What are the longterm consequences of a medication-caused delay in puberty that is done for any real length of time? Who knows -hasn't been studied for longterm consequences. For someone in their teens those consequences may not show up until their 30s or 40s or later. But we do know a drug-induced delay of puberty is not a normal condition and that hormones used for other medical reasons all have unwanted, and sometimes, deadly longterm consequences even for people who didn't start them until several decades older than this. Those two reasons alone are strong enough not to do it and go the traditional route -even if it results in a less aesthetically pleasing appearance for some individuals. Teens just are not mentally mature enough to make a decision that can sacrifice their longterm health and possibly even their natural life expectancy for a more aesthetically pleasing body.

After all -it isn't as if no one but the gender-confused haven't found a reason to be unhappy with the appearance of their body.
 
Exactly... personally, I feel sorry for these kids. It has to be a terrible thing to go through. And if the doctors can give them time to see if it works out differently, then I think that's great.

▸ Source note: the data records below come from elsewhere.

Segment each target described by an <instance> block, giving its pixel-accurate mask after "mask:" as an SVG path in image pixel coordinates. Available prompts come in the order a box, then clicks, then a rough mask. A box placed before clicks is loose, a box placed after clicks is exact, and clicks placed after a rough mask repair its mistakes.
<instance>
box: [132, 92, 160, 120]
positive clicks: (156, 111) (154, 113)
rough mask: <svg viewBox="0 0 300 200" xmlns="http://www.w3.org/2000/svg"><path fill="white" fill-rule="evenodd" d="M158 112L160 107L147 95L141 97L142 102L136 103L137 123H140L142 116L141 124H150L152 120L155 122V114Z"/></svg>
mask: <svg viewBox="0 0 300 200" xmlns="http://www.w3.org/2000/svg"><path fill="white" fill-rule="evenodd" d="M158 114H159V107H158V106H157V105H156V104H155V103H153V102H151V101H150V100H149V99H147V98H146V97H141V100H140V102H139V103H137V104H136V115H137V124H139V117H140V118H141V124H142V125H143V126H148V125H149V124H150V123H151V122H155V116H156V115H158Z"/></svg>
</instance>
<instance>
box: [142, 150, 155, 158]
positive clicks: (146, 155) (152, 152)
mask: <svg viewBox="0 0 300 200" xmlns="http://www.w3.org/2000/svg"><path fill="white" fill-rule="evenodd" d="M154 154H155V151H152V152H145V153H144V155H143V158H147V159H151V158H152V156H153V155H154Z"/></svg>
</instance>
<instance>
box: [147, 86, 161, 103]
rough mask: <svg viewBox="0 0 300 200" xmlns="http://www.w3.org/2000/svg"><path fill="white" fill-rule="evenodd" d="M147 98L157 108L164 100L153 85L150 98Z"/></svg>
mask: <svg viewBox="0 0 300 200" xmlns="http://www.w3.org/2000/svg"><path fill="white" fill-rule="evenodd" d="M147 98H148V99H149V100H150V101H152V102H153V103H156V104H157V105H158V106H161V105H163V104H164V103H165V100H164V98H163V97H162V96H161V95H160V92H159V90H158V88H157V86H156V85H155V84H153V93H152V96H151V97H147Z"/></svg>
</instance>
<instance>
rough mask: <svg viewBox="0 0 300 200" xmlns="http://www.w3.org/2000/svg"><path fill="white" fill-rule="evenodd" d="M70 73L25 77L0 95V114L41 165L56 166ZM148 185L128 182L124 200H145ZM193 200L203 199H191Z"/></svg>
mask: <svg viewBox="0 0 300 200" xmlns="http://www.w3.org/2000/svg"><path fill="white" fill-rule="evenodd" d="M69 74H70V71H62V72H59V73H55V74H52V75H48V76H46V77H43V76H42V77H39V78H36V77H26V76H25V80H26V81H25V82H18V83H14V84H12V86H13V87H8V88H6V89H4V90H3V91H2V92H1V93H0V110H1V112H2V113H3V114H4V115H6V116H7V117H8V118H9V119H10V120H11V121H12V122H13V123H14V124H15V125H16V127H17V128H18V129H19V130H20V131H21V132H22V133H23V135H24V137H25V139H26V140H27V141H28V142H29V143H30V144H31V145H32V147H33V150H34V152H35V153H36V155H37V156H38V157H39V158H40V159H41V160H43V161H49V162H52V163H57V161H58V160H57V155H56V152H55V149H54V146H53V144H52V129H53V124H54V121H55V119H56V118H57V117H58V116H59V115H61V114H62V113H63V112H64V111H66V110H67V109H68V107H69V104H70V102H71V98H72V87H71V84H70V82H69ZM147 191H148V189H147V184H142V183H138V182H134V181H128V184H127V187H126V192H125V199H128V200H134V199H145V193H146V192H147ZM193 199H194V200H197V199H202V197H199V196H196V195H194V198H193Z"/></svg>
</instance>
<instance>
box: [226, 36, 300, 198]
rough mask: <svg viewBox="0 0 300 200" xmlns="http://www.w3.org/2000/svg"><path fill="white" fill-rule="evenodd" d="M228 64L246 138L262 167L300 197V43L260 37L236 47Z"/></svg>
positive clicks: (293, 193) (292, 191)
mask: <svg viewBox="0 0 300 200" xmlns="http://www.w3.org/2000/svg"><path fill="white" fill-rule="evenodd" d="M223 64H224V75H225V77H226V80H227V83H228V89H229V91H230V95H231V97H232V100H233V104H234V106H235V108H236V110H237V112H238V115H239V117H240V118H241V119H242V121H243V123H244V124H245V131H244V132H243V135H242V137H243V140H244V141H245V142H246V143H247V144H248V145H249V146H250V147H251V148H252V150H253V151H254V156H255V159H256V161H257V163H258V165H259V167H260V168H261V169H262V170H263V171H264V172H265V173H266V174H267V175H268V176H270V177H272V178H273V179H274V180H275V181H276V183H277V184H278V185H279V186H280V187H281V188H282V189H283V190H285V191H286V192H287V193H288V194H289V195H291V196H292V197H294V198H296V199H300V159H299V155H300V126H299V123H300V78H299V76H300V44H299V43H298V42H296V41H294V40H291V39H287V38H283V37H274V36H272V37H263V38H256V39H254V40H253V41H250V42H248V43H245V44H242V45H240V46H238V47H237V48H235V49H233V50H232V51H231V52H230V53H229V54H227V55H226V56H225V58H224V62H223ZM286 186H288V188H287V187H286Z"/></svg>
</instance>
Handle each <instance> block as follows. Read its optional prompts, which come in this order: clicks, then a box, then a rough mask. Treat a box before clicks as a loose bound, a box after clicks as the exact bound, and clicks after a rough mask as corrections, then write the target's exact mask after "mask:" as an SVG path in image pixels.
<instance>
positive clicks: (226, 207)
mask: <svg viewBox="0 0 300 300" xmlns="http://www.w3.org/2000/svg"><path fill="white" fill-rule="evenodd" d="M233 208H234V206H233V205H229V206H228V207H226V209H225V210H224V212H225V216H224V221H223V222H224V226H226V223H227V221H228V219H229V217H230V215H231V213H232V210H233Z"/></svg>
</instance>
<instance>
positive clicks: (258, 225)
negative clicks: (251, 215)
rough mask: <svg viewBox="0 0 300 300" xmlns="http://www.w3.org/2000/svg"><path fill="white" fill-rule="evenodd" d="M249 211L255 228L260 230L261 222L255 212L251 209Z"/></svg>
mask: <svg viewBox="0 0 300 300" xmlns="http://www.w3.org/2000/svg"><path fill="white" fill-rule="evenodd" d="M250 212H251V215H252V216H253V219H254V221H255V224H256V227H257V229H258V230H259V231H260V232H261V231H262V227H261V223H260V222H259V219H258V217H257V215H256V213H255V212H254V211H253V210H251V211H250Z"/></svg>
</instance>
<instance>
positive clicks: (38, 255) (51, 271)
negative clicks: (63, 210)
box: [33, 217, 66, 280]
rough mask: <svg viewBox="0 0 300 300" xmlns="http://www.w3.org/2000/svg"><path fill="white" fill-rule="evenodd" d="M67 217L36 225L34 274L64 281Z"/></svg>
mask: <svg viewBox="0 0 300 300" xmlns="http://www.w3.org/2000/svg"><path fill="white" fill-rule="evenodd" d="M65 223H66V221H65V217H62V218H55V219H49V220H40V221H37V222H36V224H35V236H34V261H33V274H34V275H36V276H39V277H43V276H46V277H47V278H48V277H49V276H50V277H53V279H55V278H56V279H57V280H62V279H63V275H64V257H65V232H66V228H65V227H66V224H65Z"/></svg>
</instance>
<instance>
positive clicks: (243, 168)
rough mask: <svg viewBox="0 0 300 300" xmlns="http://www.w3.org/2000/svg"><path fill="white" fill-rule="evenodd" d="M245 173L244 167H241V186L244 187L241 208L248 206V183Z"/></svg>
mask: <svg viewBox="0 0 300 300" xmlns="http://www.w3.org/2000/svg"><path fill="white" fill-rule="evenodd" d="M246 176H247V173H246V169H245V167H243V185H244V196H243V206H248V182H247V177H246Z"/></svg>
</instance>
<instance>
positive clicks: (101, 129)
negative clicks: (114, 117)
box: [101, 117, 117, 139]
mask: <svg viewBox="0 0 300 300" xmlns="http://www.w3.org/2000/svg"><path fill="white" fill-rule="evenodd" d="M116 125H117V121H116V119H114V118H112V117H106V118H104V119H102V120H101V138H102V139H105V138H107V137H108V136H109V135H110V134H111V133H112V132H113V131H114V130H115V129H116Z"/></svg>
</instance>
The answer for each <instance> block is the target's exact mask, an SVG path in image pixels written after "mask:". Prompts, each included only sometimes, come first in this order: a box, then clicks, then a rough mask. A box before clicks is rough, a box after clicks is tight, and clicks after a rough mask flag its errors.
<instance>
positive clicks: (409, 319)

It isn't a matter of GIVING kids time to see if it works out differently -they are ethically and morally BOUND to do so because children lack the mental capacity to fully appreciate the lifelong consequences of an irreversible decision like this. But postponing puberty so they stick out even more among their peers is not helping them in the least and may contribute to them making a decision they later regret. At best, sticking out as an immature physically undeveloped person among peers who are physically more mature - can only add to their feelings they aren't like other people. Delaying puberty with drugs insures that they aren't.